Ermitteln Sie am besten schon zunächst, ob Score-Index wirklich so ungünstig ist, dass die Bewilligung Ihres Kreditantrags bei einer Bank schwierig werden könnte. Sie dürfen im Übrigen einmal pro Jahr bei der Schufa unentgeltlich eine unentgeltliche Abfrage des „Schufa Score“ durchführen. Seit 2010 kann man eine so genannte Selbstauskunft einholen, um zu sehen, welche persönlichen Daten bei der Auskunftei gespeichert sind. Einmal im Jahr stehen Ihnen grundsätzlich diese Auskünfte nach § 34 Bundesdatenschutzgesetz (BDSG) kostenfrei zu. Was für Faktoren beinhalten die Informationen, welche Sie bei „MeineSchufa“ abfragen können? Erstmal Ihren eigenen Scorewert (Schufa-Score), aber auch, wer in den vergangenen Monaten über Sie eine Auskunft über Sie eingeholt hat. Ihr Score-Wert hängt von unterschiedlichen „Ratings“ ab. Diese Ratings können zwischen 1 und 100 liegen. Der höchste Wert ist hierbei 100. Dies bedeutet, die Ausfallwahrscheinlichkeit ist außerordentlich niedrig. Hat jemand dagegen zum Beispiel nur einen Scorewert von 50, nimmt die Schufa an, dass bisweilen Zahlungsausfälle auftreten können.

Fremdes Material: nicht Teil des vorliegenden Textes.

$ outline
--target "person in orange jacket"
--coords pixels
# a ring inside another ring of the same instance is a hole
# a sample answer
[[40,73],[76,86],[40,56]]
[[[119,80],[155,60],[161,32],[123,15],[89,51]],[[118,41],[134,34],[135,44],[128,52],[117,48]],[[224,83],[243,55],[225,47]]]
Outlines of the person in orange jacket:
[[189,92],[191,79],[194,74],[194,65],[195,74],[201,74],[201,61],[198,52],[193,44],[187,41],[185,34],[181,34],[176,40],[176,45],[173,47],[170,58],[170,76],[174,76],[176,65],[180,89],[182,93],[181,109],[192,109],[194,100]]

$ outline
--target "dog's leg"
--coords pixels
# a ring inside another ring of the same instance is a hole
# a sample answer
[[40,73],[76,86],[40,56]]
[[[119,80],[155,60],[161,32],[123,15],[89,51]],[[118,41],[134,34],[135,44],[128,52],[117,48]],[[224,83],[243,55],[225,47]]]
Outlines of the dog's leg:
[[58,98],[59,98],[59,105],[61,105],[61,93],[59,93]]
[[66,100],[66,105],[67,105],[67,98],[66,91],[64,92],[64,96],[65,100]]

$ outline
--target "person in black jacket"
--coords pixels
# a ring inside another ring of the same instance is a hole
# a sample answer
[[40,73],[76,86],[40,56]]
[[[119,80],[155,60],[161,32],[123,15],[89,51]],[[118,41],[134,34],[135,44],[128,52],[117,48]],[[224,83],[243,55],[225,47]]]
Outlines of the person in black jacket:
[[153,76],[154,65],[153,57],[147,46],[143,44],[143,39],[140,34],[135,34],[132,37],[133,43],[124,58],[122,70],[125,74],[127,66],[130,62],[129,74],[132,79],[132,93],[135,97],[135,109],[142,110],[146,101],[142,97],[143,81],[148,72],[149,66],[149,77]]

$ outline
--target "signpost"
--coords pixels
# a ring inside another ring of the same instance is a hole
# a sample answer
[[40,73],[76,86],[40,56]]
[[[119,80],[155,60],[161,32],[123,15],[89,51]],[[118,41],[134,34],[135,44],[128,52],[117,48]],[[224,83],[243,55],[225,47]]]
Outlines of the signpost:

Unser Tipp: So können Sie einen „negativen Schufa-Eintrag löschen lassen“

Bei jedem ist es schon bestimmt mal vorgekommen, dass er eine Rechnung nicht fristgemäß bezahlt hat. Sei es durch unverschuldete, kurzfristige finanzielle Engpässe, wegen eines Umzugs mit neuer Anschrift oder wegen eines längeren Urlaubs. Auch eine unbezahlte Handyrechnung kann früher oder später zu Problemen führen. Der Kreditantrag, den man eingereicht hat, wird auf Grund eines ungünstigen Schufa-Eintrags abgelehnt. Es hat also Auswirkungen auf die Beantragung eines Kredits, wenn es durch Zahlungsaufforderungen zu einer Verringerung des Scorewertes kommt.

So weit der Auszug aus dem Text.